Long Beach, Calif.-based salon owner Elizabeth Ashton uses ayurvedic wellness techniques from India to provide clients with relaxing services based on age-old tradition.
The main decor aspects for the salon were chosen by Ashton’s daughter Paradise and were purchased from different local vendors.
Therapeutic Services From the East
Incorporating ayurvedic techniques into the salon’s service menu gives clients a wide variety of choices for customizing their wellness treatments. With ingredients like chickpea flour, fruits, and sesame seed oils, Ashton makes a point to include as many natural, edible products into the salon’s treatments as possible.
Manicures range from $25 for a quick service to upwards of $100 for the Signature Treatment, while pedicures range from $35 to $150. Add-on services range from $4 to upwards of $100 and include hot stones, callus treatments, acrylics, silk wraps, gel polish manicures, Minx nails, and gel overlays. The salon also offers eight different seasonal treatments throughout the year, with two special flavors for each season. “I value my time with clients,” Ashton says. “I use excellent products but I am the main product. They’re coming for my service.”

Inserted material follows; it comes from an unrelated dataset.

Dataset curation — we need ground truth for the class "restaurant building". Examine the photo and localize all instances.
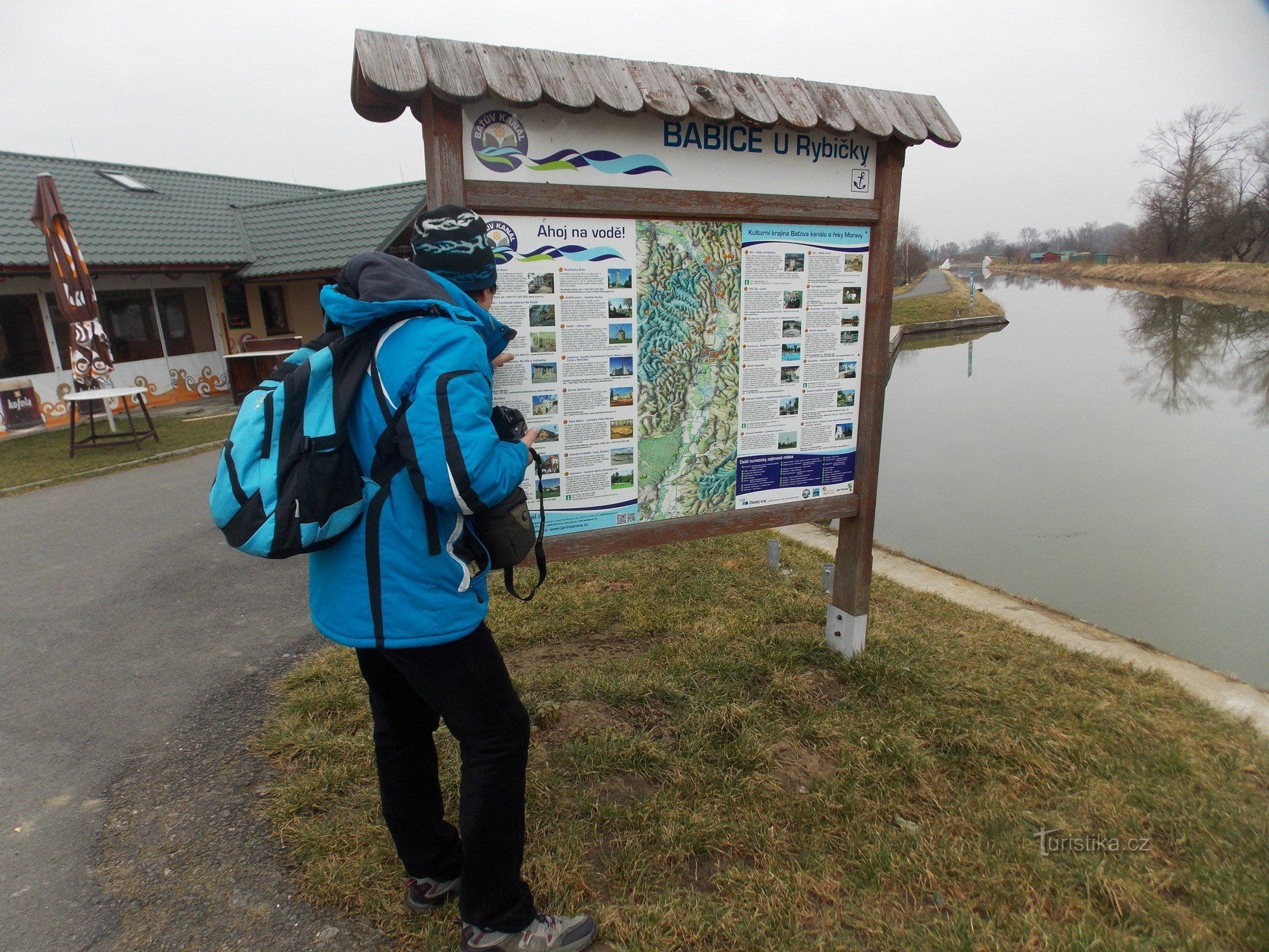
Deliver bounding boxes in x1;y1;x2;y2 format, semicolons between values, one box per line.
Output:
0;151;427;436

Some of the most popular treatments include the customizable Paradise mani-pedis and the Indian Therapy services, as well as follow-up maintenance on hands and feet. Another very popular service is the Padabhyanga, which involves two people massaging a client’s hands and feet at the same time. “Usually when I have something like that, I’ll call in a massage therapist,” Ashton says. “I do have an exclusive massage therapist that I work with who comes in from time to time to help me.”

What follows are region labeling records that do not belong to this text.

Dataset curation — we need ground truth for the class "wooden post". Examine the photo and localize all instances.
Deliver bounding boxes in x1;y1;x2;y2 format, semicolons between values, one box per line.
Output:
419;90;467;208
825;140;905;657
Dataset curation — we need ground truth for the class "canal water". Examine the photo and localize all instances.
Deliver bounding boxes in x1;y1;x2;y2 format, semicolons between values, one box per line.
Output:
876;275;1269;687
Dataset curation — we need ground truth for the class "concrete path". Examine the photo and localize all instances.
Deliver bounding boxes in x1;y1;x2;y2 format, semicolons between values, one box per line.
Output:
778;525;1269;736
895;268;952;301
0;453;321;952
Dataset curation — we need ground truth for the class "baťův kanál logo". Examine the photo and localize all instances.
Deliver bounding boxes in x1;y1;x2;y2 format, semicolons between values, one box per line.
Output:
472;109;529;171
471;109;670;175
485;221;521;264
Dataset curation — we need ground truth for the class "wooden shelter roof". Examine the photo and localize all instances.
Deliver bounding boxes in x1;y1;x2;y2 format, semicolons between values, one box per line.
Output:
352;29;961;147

Currently, Ashton uses Jessica, OPI, and Nubar polishes on her clients but hopes to create her own brand of natural polish in the future. Massages are performed using a variety of natural oils and scrubs like pineapple, jojoba, and other ayurvedic blends.
“I’m in the center of downtown Long Beach so I get a lot of clientele from the hotels and word of mouth. I don’t really advertise a lot,” Ashton says. The salon does participate in different social media channels, but many of the referrals come from Ashton’s networking efforts with party planners, caterers, and the local community.
Currently, 80% of Ashton’s clientele are women, spanning in age from early 20s on up. The group is mostly comprised of retired businesswomen or wives of prominent local citizens. The other 20% of the salon’s clientele is made up of mostly businessmen and husbands of female clients, usually coming in for detailed pedicure services and manicures.
“Women buy gift certificates for their husbands who have never had a pedicure before and they come in and they love it,” Ashton says. “It’s beginning to get a little more popular because one man tells the next person and they find out about it and they like it.”
Many of the salon’s male clientele return to the salon because of the privacy factor and because the decor is somewhat gender-neutral. Men can feel comfortable getting services without feeling like they are in an overly girly salon, Ashton says.